Why not get a car for the day or two, take a campsite book with you and have a look around. The road system is good so you can easily get down as far Mazarron or up to Valencia with ease.

Mazarron is a nice place.

Andy


----------



## Easyriders (May 16, 2011)

greygit said:


> Hi all.
> We're off to Spain in November and back in January can anyone recommend a route to take if there's snow around ......we are heading for the east coast and probably into the Algarve as well.
> Gary


If you are going throgh France, safest is through Rouen, down past Tours to Bordeaux, then around Biarrittz, across N. coast of Spain, then South. Sticking to coastal routes until the nearest point to where you wnt to go gives least chance of ice and snow en route.


----------



## Glen432 (May 9, 2005)

StAubyns said:


> Thanks Andy
> 
> We intend to have a look at the sites in the area whilst we are there, but in the past we have looked at the site on the coast at Albir, on the way to Altea, and have found it an appealing possibility.


Hi Geoff

The site in Albir is called Cap Blanch, we will be staying there late December and into January and then move on south to the Cadiz area. The shower facilities aren't the best but clean but it's all about location being on the sea front, bus outside takes you to Benidorm if you fancy that and such a lot of things to do in the area. We both like it there and my wife would go there every year if i let her, not been for two years though.

Regards
Phil


----------



## StAubyns (Jun 4, 2006)

*Re: 2 of us*



teemyob said:


> For 2 of us, I like to use the motorhome. I don't fancy a Hotel for so long.
> 
> However, you can get some long term villa rentals in the Winter. If you could share with some others, could work out much cheaper and private than Camping. If that is what you want?.
> 
> ...


We used to do self catering, but I must admit to liking the all inclusive food package. we have stayed in this particular hotel twice previously, and it really is good.

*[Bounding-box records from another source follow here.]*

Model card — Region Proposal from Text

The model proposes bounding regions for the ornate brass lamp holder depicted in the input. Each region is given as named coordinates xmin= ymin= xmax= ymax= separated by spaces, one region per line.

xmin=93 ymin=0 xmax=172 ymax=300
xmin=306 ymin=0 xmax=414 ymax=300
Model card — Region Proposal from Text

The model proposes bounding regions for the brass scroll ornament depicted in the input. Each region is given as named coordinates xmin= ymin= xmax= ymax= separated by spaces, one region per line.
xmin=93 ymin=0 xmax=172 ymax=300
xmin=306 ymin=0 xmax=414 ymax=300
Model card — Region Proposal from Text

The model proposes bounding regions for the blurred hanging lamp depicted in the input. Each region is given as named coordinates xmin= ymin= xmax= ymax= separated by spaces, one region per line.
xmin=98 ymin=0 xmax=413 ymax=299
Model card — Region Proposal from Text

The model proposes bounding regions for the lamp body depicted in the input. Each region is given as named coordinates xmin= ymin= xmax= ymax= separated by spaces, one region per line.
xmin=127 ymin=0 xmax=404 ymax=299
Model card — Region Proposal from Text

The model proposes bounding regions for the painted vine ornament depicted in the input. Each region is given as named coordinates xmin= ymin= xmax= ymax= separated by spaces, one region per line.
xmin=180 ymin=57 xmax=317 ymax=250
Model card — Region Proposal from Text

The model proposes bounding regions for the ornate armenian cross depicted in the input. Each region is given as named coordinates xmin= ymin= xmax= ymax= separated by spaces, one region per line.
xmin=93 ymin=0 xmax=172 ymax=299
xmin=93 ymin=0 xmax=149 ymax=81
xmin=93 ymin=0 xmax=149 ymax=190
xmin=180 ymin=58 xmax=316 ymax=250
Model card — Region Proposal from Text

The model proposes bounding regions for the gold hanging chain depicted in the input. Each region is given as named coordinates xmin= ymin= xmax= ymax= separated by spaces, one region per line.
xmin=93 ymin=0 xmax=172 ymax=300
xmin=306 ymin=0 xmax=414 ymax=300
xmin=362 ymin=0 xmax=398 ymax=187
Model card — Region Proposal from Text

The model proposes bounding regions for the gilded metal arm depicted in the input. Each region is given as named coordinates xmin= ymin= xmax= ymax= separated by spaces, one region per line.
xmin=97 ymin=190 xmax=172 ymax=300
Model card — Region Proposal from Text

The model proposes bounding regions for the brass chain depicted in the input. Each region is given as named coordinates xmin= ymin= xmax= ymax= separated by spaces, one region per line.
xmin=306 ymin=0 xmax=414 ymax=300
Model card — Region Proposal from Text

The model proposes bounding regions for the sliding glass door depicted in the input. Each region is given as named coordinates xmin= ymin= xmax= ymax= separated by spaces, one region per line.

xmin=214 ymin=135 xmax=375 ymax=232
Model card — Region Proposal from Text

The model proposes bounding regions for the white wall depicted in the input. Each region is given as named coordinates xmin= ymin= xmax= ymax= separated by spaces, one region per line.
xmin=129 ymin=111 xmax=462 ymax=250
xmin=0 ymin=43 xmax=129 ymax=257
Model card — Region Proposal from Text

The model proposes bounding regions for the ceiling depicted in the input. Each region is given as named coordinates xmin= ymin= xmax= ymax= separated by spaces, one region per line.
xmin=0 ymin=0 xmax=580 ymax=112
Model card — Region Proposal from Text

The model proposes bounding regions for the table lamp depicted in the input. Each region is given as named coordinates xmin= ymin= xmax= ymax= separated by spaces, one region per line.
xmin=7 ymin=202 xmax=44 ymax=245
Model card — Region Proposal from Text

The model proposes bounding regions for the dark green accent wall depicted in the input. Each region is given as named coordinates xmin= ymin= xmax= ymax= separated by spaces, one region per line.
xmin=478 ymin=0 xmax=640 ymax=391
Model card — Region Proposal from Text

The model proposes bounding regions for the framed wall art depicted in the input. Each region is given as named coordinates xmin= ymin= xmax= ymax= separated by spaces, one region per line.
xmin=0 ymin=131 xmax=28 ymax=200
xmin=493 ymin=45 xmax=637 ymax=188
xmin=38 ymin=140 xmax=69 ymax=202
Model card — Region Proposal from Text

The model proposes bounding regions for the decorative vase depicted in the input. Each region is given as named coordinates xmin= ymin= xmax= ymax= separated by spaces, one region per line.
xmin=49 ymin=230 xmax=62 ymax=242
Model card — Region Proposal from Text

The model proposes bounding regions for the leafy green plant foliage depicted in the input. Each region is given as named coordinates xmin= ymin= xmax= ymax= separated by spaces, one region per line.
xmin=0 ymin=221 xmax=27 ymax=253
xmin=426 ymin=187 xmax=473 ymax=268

Our particular barrier seems to be two weeks in Spain, so hopefully this year will cure that impulse to return home!


----------



## StAubyns (Jun 4, 2006)

Glen432 said:


> StAubyns said:
> 
> 
> > Thanks Andy
> ...


Thanks Phil, we will definitely be in that area a few times, we like to catch the bus to Albir and walk along the bay and have a beer and tapas in Altea!


----------



## teemyob (Nov 22, 2005)

greygit said:


> Hi all.
> We're off to Spain in November and back in January can anyone recommend a route to take if there's snow around ......we are heading for the east coast and probably into the Algarve as well.
> Gary


Arriving at which country/port please?

TM


----------



## inkey-2008 (May 24, 2008)

Well the time for us to leave for the sun is nearly here, off on Monday morning via Dover.

Have a good winter while we are away.

Andy

Ps if you are on the 10.15 P&O out of Dover give us a wave. We have a Burstner 747, 6 wheeler.


----------



## tonka (Apr 24, 2006)

DONT BOTHER COMING..

It's raining... :lol: 

But will be 21 degrees again tomorrow.. :wink:


----------



## mixyblob (May 3, 2011)

Can concur with that, just left Marbella this morning and it was pi55ing down, had been all night and will be for the foreseeable future according to tonight's forecast .
Currently 60K east of Granada and its warm and dry but black clouds, thunder and lightning due any time.
Hope you have more success finding the sun than we have.


----------



## inkey-2008 (May 24, 2008)

It is always wet in November it will dry out by the time we get to Torre Del Mar.

Still cant be much worse than here more rain coming to night and tomorrow morning.

Andy


----------